EBoard 40: String matching, concluded

Approximate overview

  • Admin
  • Discussion of grading
  • Analysis of the hashing technique for string matching
  • Other algorithms

Administrative stuff

Notes

  • Please use the booking assistant on Teams or Outlook to book a meeting or more with me during finals week.
  • I’ve released some grades. More are forthcoming.
  • I’ve also added all the LOs.

Upcoming token-generating activities

  • Equity in CS talk tonight. See email from SamR yesterday.
  • Summer Opportunities in CS tomorrow at 4:00 p.m. in 3821.

Other fun things

  • “I Dig You” this weekend. Ticketing starts today, we think.

Upcoming work

  • HW12 due TOMORROW
    • Some dynamic programming problems (pseudocode)
    • Topological sort (real code)
  • HW11 due LAST WEEK (ish)
    • Implement skip lists

Q&A

Do we have class on Friday?

Yes! I expect you to be here. With a pen.

Why do we need a pen?

It’s a surprise!

Can I use a tablet?

Probably not. I want output on paper.

Grading

  • Approach: Count how many of the Learning Outcomes (LOs) you’ve demonstrated.
  • There are 21 one of them.
    • All 21: A+
    • 20: A
    • 19: A-
    • 18: B+
  • What are the Learning Outcomes?
    • They are on the syllabus. (Not necessarily in the most sensible order.)
  • How do you demonstrate that you’ve met them?
    • Usually, with successful completion of a homework assignment.
    • In some cases, it’s up to you to come up with the demonstration.
  • We’ll look at them together.

Substring matching with hash codes

  • Compute the hash code of each substring of t of the appropriate length (that is, length(s)).
  • To determine everywhere s appears, compute its hash code and look in the hash table. (You may have to filter that index in the hash table.)
  • Hash algorithm/function
    • Our string is t[1] … t[n]. We’re hashing t[1] … t[m].
    • p is some prime.
    • Hash code h[1] is … t[1]xp^m + t[2]xp^(m-1) + t[3]xp^(m-2) + … t[m-1]xp^2 + t[m]xp^1.

Question:

If we have h[1], the hash code for t[1..m], can we quickly compute h[2], the hash code for t[2..m+1]? (“quickly” = “in constant time”)

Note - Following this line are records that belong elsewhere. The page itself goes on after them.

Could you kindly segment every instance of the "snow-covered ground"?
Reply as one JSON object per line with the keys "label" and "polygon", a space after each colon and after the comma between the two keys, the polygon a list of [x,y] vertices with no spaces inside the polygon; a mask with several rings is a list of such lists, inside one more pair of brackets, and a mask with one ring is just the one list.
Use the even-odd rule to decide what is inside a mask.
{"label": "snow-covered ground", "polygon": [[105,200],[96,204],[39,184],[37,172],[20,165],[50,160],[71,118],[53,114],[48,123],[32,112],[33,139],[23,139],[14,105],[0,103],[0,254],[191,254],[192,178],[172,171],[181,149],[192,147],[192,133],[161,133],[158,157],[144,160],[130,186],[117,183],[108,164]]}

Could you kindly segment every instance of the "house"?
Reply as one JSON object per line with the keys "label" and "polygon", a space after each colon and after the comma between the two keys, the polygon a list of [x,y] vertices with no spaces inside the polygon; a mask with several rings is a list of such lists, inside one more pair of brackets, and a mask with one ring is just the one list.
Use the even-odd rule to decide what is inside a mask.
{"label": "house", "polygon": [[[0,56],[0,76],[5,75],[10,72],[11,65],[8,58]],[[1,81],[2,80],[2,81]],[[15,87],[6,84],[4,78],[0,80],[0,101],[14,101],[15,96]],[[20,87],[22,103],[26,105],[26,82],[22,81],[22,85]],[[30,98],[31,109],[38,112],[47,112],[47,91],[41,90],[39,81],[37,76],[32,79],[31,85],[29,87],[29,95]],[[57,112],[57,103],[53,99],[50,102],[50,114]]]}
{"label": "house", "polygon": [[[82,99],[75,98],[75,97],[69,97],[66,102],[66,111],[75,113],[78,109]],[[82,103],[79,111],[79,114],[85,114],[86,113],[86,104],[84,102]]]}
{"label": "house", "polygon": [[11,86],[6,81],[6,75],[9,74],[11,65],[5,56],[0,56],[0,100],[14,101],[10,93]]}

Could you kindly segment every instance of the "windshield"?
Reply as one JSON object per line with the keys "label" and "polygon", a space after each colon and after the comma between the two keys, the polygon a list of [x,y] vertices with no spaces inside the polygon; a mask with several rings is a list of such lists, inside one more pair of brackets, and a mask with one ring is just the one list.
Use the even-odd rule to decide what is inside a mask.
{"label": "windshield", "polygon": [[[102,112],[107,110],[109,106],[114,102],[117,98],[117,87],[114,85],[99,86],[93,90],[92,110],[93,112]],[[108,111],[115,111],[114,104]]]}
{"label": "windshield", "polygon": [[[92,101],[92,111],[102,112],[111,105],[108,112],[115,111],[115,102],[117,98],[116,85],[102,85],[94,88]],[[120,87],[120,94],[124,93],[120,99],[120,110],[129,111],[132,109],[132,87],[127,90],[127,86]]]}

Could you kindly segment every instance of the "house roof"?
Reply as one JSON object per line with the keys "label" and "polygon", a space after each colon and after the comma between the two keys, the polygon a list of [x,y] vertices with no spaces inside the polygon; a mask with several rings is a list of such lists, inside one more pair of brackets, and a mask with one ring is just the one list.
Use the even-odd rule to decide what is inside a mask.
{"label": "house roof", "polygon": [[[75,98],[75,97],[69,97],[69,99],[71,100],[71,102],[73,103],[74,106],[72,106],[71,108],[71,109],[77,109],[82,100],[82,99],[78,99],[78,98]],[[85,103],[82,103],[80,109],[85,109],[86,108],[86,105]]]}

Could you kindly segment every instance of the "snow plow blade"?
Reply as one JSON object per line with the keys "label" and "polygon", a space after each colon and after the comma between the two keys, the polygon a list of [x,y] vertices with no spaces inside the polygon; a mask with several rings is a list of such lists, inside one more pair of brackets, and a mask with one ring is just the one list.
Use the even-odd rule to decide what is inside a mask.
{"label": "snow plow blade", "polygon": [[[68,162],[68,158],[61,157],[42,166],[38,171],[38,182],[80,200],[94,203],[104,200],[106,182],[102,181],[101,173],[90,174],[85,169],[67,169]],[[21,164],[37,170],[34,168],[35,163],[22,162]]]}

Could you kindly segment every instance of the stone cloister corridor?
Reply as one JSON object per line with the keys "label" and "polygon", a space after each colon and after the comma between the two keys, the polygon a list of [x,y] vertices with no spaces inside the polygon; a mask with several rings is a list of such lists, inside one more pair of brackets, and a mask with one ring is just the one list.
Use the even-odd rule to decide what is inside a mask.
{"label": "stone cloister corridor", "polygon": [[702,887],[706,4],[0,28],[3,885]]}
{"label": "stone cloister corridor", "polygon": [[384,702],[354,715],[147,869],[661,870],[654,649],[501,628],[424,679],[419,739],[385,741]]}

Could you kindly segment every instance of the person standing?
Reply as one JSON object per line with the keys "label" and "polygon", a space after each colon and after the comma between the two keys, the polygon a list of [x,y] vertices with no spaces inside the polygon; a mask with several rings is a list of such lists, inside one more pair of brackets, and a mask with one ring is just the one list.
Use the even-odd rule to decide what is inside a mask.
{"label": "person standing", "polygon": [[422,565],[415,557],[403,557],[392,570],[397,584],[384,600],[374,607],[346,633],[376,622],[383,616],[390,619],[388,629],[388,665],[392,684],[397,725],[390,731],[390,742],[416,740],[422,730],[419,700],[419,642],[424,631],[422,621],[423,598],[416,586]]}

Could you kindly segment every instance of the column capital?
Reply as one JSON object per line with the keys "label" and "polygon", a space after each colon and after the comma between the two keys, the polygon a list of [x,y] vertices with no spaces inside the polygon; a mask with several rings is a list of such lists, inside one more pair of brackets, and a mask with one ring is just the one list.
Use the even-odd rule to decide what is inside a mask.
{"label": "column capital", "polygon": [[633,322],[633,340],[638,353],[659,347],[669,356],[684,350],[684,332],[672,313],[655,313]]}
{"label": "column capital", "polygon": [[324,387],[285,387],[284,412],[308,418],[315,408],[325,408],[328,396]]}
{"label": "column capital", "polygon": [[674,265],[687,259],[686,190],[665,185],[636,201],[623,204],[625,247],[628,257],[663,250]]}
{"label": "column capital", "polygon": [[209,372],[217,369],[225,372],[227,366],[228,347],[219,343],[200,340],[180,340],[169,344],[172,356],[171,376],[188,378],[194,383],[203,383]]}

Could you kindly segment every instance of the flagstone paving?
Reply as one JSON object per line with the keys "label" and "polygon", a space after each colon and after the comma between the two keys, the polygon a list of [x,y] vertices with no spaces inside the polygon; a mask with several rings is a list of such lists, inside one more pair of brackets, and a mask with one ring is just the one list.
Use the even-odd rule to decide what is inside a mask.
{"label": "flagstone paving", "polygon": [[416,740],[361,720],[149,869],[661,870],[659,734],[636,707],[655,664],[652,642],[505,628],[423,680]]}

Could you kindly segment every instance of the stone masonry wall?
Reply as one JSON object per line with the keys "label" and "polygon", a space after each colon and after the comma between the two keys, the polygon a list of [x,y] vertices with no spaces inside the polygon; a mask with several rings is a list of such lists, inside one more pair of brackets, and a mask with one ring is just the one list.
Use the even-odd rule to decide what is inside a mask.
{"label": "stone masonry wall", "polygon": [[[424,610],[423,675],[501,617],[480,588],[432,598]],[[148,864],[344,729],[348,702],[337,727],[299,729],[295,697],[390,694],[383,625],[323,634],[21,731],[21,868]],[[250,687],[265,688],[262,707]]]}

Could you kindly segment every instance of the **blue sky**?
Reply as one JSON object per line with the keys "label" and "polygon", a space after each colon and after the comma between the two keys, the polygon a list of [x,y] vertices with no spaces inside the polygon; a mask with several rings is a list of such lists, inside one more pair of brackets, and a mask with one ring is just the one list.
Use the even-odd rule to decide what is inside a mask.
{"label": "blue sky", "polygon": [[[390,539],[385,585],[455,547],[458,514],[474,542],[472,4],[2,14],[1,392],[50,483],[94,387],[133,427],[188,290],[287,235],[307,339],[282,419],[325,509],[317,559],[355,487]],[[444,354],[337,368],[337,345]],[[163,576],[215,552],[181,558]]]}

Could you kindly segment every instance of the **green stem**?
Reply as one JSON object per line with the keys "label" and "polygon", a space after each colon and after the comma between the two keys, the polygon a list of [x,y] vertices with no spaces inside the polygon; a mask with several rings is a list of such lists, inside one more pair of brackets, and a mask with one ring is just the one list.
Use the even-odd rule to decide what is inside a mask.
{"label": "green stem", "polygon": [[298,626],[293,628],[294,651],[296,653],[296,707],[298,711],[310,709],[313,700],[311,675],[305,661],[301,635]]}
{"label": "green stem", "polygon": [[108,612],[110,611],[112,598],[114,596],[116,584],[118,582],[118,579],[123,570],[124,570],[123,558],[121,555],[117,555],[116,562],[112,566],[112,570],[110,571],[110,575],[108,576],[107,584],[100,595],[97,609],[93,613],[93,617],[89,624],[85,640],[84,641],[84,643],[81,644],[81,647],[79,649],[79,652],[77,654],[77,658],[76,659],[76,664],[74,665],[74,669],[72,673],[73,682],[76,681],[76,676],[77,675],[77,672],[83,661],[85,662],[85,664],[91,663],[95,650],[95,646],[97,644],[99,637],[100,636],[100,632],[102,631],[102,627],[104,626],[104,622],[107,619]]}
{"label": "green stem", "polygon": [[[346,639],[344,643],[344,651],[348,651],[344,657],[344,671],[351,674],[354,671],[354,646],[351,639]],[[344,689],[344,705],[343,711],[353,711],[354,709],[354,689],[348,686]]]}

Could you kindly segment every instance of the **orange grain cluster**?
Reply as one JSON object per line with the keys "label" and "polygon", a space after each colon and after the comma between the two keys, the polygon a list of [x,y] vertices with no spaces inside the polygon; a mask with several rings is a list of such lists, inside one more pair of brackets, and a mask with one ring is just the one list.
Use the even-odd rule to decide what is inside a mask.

If we have h[2], the hash code for t[2..m+1], can we quickly compute h[3], the hash code for t[3..m+2]?

If we have h[i], the hash code for t[i..i+m-1], can we quickly compute h[i+1], the hash code for t[i+1..i+m]?

If so, the hash algorithm is O(m+n), which seems about as good as we can do.

Strategy?

  • t[i]xp^m + t[i+1]xp^(m-1) + t[i+2]xp^(m-2) + … t[i+m-2]xp^2 + t[i+m-1]xp^1.
  • t[i+1]xp^m + t[i+2]xp^(m-1) + t[i+3]xp^(m-2) + … t[i+m-1]xp^2 + t[i+m]xp^1.

We’ve dropped the first term of the first one and added the last term of the second one.

  • h[i+1] = (h[i] - t[i]xp^m)xp + t[i+m]xp^1
  • We can have pre-computed p^m., so it’s just three mult, one subtraction, and one addition. (We can write it in other ways that may change that slightly.)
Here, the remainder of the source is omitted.